JON WAGNER: So we decided to move up to Vermont - a landlocked place where, theoretically, it couldn't flood. But turns out it can.
GILES: After nearly a decade of drought, something else Vermont is seeing more of with climate change, a flash flood and sustained wet weather swept away about 75% of their harvest last summer.
WAGNER: We basically came into the season on credit card debt, so we're still kind of like, you know, a week at a time, trying to just stay afloat.
GILES: This year, they're growing everything they can up on higher ground.
WAGNER: We've got a big field of winter squash, pumpkins in here. We got sweet dumpling there, heirloom varieties.
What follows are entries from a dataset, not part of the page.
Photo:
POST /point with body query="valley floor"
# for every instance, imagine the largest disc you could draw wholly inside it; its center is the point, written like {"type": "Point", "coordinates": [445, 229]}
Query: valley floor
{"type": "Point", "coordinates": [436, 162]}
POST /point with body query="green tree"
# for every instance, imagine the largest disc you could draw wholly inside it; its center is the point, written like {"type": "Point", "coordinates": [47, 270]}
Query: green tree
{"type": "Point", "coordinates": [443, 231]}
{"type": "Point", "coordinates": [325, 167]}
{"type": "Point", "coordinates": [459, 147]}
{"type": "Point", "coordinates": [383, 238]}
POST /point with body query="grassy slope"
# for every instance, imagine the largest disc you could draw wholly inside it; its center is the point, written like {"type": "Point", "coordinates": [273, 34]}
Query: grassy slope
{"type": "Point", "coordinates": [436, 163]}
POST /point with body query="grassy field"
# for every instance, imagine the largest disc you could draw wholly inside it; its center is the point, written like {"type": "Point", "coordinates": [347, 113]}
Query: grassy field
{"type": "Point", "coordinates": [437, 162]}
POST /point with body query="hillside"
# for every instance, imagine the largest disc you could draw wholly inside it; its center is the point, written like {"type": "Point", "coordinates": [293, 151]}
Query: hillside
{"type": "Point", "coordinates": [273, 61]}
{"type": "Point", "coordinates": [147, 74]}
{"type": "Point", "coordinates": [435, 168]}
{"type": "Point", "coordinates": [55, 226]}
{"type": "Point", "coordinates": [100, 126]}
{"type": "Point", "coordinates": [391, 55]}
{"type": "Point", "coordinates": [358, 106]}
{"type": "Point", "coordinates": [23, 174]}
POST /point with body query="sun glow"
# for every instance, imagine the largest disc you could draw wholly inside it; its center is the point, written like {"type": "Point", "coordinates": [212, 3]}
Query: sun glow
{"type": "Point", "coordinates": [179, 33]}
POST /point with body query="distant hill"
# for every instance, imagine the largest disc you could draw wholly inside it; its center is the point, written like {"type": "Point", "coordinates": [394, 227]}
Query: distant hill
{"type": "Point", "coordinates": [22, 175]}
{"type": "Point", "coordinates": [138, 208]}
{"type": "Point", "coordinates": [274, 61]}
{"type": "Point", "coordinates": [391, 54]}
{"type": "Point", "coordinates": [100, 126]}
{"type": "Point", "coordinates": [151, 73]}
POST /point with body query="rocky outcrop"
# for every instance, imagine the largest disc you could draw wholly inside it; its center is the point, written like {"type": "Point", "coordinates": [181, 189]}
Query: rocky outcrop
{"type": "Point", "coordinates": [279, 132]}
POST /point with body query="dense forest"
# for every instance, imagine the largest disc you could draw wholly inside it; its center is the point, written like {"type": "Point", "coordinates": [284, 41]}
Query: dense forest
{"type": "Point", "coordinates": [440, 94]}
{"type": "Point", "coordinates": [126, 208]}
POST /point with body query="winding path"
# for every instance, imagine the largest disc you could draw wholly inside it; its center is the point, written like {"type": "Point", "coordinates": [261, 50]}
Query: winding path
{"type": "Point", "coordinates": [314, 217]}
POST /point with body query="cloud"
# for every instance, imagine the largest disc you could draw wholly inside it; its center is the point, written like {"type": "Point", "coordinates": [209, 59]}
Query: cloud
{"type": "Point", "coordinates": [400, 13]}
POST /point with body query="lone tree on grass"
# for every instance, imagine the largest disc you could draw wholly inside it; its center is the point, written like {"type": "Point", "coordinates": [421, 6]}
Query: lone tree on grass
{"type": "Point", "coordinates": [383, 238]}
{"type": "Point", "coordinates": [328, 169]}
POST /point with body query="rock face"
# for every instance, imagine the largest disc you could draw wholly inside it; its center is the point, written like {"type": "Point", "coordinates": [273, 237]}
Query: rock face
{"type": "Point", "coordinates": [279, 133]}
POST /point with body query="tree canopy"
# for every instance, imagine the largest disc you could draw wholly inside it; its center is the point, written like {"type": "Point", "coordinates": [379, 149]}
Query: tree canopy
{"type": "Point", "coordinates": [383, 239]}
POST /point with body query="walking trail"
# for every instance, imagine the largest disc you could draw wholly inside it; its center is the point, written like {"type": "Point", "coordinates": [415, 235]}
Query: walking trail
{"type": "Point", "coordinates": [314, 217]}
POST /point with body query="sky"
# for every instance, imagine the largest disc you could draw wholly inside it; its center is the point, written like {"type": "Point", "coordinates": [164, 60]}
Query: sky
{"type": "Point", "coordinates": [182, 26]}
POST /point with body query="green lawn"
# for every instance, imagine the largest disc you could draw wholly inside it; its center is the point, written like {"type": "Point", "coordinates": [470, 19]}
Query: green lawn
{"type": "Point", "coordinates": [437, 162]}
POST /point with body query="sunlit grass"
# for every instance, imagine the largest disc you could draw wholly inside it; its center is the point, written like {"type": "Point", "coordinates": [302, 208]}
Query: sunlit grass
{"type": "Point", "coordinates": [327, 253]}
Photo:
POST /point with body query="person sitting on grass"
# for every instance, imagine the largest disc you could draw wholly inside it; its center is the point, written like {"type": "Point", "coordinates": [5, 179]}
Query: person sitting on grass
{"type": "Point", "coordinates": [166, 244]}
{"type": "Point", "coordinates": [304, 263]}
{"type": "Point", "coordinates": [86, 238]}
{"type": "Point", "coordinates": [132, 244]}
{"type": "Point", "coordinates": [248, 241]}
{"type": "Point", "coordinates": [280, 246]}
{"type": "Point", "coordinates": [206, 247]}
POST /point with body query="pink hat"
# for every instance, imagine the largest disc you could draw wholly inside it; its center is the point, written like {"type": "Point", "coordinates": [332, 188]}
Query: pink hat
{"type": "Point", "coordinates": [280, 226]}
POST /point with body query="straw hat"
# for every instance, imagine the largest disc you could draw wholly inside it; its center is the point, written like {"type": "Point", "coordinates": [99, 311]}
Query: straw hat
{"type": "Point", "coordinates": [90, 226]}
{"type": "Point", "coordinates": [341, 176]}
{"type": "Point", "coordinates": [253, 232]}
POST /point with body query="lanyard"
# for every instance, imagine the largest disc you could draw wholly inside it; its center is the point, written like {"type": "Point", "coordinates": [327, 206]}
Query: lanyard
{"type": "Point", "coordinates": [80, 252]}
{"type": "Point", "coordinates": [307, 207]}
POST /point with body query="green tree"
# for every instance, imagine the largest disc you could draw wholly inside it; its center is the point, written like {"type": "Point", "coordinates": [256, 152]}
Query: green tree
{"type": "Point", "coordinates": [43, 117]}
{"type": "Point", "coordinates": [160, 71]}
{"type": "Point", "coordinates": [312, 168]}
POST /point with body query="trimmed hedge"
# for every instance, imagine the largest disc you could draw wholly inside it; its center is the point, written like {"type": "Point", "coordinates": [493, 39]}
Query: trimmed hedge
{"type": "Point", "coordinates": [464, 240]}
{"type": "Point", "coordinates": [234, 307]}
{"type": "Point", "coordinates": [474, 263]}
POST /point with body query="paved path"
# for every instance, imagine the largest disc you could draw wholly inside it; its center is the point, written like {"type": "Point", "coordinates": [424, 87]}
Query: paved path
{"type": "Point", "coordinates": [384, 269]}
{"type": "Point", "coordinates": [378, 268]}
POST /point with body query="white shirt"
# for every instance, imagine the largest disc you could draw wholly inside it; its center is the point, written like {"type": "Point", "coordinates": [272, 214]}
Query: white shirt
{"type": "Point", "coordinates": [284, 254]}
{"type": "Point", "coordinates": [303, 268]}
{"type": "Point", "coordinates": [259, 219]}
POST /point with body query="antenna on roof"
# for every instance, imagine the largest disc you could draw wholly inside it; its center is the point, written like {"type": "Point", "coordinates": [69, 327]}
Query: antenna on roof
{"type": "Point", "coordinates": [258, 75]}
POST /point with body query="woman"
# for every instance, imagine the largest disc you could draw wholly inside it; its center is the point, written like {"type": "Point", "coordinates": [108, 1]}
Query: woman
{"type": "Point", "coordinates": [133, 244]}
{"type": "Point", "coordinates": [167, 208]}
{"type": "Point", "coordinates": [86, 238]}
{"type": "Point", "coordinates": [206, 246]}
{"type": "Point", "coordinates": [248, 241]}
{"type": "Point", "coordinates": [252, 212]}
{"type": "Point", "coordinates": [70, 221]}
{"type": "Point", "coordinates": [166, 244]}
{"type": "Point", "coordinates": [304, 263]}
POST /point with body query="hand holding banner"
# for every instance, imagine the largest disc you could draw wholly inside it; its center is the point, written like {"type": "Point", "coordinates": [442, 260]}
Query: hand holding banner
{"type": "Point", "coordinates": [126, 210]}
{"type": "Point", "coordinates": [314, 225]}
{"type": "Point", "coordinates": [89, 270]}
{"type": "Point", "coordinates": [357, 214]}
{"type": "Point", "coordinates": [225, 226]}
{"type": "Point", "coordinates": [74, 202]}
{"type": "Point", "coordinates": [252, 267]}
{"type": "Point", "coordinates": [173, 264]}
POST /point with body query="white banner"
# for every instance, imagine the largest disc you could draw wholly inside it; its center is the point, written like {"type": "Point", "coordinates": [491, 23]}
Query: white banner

GILES: But in some places, higher ground brings its own hazards in a changing climate. In the tiny mountain town of Ripton, the big concern is landslides wiping out their mostly dirt roads. Last summer, during a torrential rainstorm, a hillside collapsed in the night, sweeping an entire home off its foundation before the owner's eyes.
LAURIE COX: Landslides were not really a thing up here.
GILES: Laurie Cox is an elected official in Ripton.
COX: All of that makes one realize that everything that you thought was solid under your feet isn't always solid.
GILES: Ripton is looking at rebuilding an old road so emergency vehicles can get in and out if the highway is swept away, and state officials have called for a new statewide landslide task force to coordinate evacuations during storms. A new state law passed this year makes it harder to build new homes in places where rivers could wash them away. Farmer Jon Wagner says he no longer thinks of Vermont, or any place, as safe in a changing climate.
For NPR News, I'm Abagael Giles in Williamstown, Vt.